DIALOGO CON UN EROE!

La classe 3AR dell’I.I.S. Marconi plesso Carbone intraprende un percorso alla scoperta del Tortonese Ernesto Cabruna

Il carabiniere Ernesto Cabruna

Tortona non dimentica la sua storia ed i suoi valori e, attraverso una serie di importanti mostre documentali che si sono susseguite in questi ultimi anni, ha svelato ai cittadini ed ai più giovani le pagine del suo passato, aprendo la riflessione alla coscienza del suo presente ed alle speranze per il suo futuro.

L’ultima di queste mostre è “Ernesto Cabruna e le Ali della Vittoria – Precursori ed eroi dell’aria in Città e al Fronte (1911-1918)“, allestita  presso la Biblioteca Biblioteca Civica Tommaso de Ocheda  dall’Amministrazione Comunale, in collaborazione con la Fondazione Cassa di Risparmio di Tortona e la Società Storica Pro Iulia Dertona, in occasione del centenario della fine della Prima Guerra Mondiale ed inserita nel Programma ufficiale delle commemorazioni di interesse nazionale.
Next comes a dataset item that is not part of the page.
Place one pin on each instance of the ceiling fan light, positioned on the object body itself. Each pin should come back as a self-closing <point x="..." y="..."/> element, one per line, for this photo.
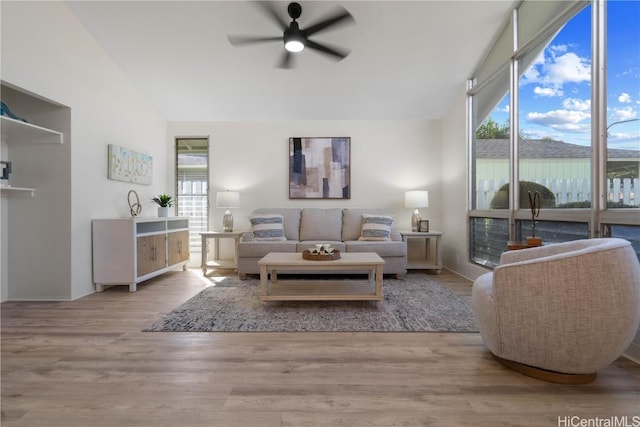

Mercoledì 06 febbraio Marcello Vaccari,  ex studente del nostro istituto ed appassionato di storia, ci ha accolti e ci ha fatto da guida attraverso un percorso fatto di documenti, reperti d’epoca, aneddoti e testimonianze, che ci hanno restituito con vivacità il senso delle imprese di Ernesto Cabruna e di altre importanti figure tortonesi che hanno animato quel periodo, come il  comandante Alberto Felice Marenghi Marenco e il coraggioso e leggiadro “uccellino”, Avis, al secolo Ester Mietta, una delle prime dieci donne al mondo ad ottenere il brevetto da pilota.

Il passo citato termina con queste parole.